We very much enjoyed the Spring Beauties (Claytonia virginica) that grew and bloomed in our garden!
Spring Beauty is a great garden plant, creating pleasing and serene early spring white flowers that last for a few weeks.
This picture above is all new material: This is the first time that the Dutchman’s Breeches we planted three years ago has bloomed in such a robust manner! Also new is the garden fence, which we installed to keep off-leash dogs from trampling our plants, as well as discourage browsing deer from eating them. So far, this has been wildly successful, as well as an elegant solution. As some neighbors have noted, it is very French as well.
Christmas fern unfurls amidst the fronds of last year. Always a pleasant scene in the Early Spring!
And this, above is the most fabulous Early Spring garden combo: Mayapples, Bloodroot Bluebells and Jacob’s Ladder.

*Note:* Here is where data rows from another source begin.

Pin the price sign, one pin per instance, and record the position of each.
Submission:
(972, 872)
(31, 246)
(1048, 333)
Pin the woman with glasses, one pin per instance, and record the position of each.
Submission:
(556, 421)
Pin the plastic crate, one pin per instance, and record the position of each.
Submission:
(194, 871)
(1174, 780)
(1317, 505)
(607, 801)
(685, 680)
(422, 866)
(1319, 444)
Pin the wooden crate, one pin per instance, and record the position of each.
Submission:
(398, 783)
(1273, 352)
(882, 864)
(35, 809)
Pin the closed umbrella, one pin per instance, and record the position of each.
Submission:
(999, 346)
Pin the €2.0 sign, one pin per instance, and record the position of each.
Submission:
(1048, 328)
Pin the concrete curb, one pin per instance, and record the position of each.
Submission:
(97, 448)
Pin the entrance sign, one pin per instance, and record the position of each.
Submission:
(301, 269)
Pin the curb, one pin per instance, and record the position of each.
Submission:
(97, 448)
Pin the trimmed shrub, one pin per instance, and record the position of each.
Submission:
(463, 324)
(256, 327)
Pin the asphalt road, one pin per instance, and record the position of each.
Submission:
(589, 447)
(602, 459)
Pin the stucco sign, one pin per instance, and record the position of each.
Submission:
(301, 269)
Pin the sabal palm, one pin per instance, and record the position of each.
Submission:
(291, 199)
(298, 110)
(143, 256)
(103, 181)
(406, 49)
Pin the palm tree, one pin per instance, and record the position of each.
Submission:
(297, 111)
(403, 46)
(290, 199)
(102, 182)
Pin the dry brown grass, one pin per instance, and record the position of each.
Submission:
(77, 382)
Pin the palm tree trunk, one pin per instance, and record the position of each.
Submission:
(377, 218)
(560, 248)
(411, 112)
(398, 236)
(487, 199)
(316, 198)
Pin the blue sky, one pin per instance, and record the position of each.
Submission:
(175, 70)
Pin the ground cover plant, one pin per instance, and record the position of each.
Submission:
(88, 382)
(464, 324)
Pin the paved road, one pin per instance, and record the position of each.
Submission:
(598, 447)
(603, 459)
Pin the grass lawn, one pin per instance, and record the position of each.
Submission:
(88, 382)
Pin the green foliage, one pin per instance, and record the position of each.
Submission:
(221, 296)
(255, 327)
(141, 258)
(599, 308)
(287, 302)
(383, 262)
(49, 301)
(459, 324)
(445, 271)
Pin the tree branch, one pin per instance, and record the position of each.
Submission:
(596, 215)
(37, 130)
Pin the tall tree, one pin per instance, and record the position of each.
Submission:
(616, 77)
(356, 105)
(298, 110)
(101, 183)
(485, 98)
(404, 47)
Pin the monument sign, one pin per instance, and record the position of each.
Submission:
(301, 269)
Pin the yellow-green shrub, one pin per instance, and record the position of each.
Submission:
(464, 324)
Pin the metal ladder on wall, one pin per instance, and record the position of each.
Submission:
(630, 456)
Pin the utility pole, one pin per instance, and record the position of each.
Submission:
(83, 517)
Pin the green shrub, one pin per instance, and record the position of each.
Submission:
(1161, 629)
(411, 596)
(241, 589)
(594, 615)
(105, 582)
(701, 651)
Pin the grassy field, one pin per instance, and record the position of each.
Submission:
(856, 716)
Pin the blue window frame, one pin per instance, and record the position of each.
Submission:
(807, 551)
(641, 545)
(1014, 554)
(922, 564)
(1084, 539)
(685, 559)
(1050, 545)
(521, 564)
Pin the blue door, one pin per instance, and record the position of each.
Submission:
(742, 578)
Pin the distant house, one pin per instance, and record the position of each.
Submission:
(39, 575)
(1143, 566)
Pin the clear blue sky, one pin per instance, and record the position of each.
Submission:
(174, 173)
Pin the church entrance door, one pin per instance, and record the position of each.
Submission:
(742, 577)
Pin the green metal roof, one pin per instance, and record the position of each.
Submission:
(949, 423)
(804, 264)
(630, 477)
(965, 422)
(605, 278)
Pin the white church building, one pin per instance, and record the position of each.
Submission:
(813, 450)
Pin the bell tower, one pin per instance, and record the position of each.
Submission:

These next two shots are the last Bluebells we will sing praises of and display for you, this year, 2013. This Spring has been the most fantastic Bluebell year for us so far, in our Gardens and in our Spring adventures, the Bluebell has been the Spring thing.
This Early Spring retrospective written in the last days of Late Spring would not be complete without showing off our garden Trilliums. Shenks Ferry Wildflower Preserve anyone? Could this picture have been taken at Shenk’s Ferry Wildflower Preserve or what? Trillium Erectum v. album with Mertensia virginica, the Bluebell is such the Shenks Ferry scene. These nursery -propagated specimens are now re-seeding themselves in our gardens, just like at Shenks Ferry.
And this brings us to the last thematic of Early Spring 2013: how our urban yards can be transformed into the reality of some of the most vibrantly beautiful natural areas we can dream of visiting on a beautiful balmy Spring day. And if you have lots of room in a rural or suburban yard, imagine how many of these same plants can become larger, more comprehensive swaths of natural beauty, so much so that you may be happier staying home, (away from the traffic and crowds looking for nature in the decreasing remnant natural areas) because you are mesmerized by the beauty of your own yard!